The Foreign Secretary said Paul Whelan, a 48-year-old who lives in Michigan in the US, was being given “every support that we can” after it emerged that he was a dual British national.
Speaking during a formal visit to Singapore, Mr Hunt told reporters that “individuals should not be used as pawns of diplomatic leverage”.
He added: “We are giving him every support that we can, but we don’t agree with individuals being used in diplomatic chess games. “Because it is desperately worrying, not just for the individual but their families, and we are extremely worried about him and his family as we hear this news.”

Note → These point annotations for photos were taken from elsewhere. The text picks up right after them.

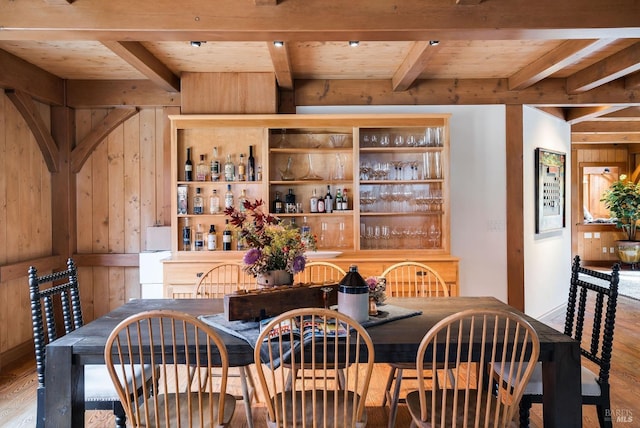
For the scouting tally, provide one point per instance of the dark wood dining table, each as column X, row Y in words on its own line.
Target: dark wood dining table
column 395, row 341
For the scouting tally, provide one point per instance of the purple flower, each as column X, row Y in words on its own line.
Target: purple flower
column 298, row 264
column 252, row 256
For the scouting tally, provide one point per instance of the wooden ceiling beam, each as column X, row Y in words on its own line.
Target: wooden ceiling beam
column 567, row 53
column 625, row 127
column 27, row 108
column 84, row 148
column 548, row 93
column 629, row 113
column 18, row 74
column 413, row 65
column 330, row 20
column 632, row 81
column 618, row 65
column 591, row 138
column 581, row 114
column 144, row 61
column 113, row 93
column 280, row 57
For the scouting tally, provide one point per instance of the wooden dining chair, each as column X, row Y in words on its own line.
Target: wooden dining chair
column 591, row 308
column 320, row 273
column 408, row 279
column 221, row 279
column 467, row 398
column 58, row 302
column 151, row 336
column 316, row 399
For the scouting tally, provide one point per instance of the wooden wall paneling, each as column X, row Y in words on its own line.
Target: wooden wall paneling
column 515, row 227
column 133, row 235
column 100, row 220
column 115, row 185
column 4, row 179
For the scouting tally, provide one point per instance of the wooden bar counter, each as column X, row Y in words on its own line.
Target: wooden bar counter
column 181, row 271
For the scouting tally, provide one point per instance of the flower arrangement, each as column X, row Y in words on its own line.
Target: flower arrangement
column 272, row 244
column 377, row 286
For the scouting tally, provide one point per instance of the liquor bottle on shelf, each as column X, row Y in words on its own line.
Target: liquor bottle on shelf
column 242, row 199
column 214, row 202
column 228, row 197
column 240, row 242
column 215, row 166
column 186, row 236
column 305, row 232
column 251, row 166
column 313, row 202
column 212, row 239
column 345, row 200
column 242, row 169
column 201, row 170
column 338, row 200
column 277, row 204
column 229, row 169
column 198, row 202
column 226, row 236
column 321, row 205
column 199, row 241
column 328, row 201
column 290, row 202
column 188, row 167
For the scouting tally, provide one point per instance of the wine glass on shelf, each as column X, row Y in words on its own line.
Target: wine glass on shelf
column 434, row 235
column 311, row 174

Mr Whelan, 48, was arrested in Moscow last week apparently on espionage charges.
His twin, David Whelan, said his brother’s “innocence is undoubted and we trust that his rights will be respected”. Later, speaking on behalf of Paul Whelan’s family,
David Whelan said: “We are relieved and very pleased to know that staff of the US Embassy in Moscow have been given consular access to Paul and confirmed that he is safe.
“We deeply appreciate Ambassador Huntsman’s commitment to stay in regular contact with Paul during his detention and his assurances that Paul’s rights will be respected. “Our focus remains on ensuring that Paul is safe, well treated, has a good lawyer, and is coming home. We urge the US Congress and the State Department to help on Paul’s behalf to secure his release and return him home soon.”

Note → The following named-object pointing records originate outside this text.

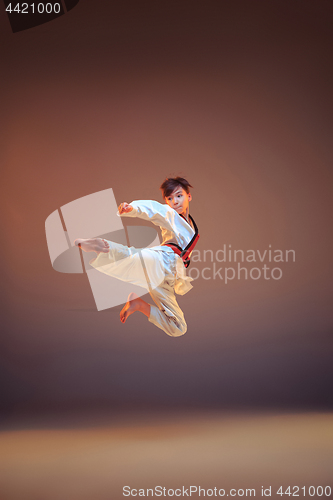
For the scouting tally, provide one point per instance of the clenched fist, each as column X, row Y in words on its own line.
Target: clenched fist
column 124, row 208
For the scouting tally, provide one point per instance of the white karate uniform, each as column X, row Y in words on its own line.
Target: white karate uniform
column 157, row 269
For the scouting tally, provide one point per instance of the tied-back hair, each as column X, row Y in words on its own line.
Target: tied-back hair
column 171, row 183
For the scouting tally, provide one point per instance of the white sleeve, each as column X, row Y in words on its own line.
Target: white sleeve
column 153, row 211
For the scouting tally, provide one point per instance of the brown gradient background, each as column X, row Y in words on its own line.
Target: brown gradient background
column 236, row 96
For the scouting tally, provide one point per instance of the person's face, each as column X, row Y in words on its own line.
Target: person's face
column 179, row 200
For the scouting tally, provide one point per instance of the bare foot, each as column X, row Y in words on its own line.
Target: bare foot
column 93, row 245
column 132, row 305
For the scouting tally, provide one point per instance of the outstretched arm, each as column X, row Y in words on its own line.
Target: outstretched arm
column 124, row 208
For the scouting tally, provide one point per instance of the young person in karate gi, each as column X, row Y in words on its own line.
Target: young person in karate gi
column 160, row 269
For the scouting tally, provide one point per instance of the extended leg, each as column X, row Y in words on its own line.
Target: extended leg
column 168, row 316
column 134, row 303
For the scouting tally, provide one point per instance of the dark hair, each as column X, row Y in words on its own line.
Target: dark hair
column 170, row 184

The detention comes at a time when diplomatic tensions between Russia and the UK are particularly strained. Accusations made by former foreign secretary Boris Johnson that the Kremlin was behind the nerve agent poisoning of Sergei Skripal and his daughter Yulia in Salisbury last year were dismissed by Vladimir Putin.
Further testimony during the recent Old Bailey inquest linking Russia with the death of UK-based multimillionaire Alexander Perepilichnyy, before he was due to testify in accusations of serious organised crime in the eastern European country, did little to soothe relations.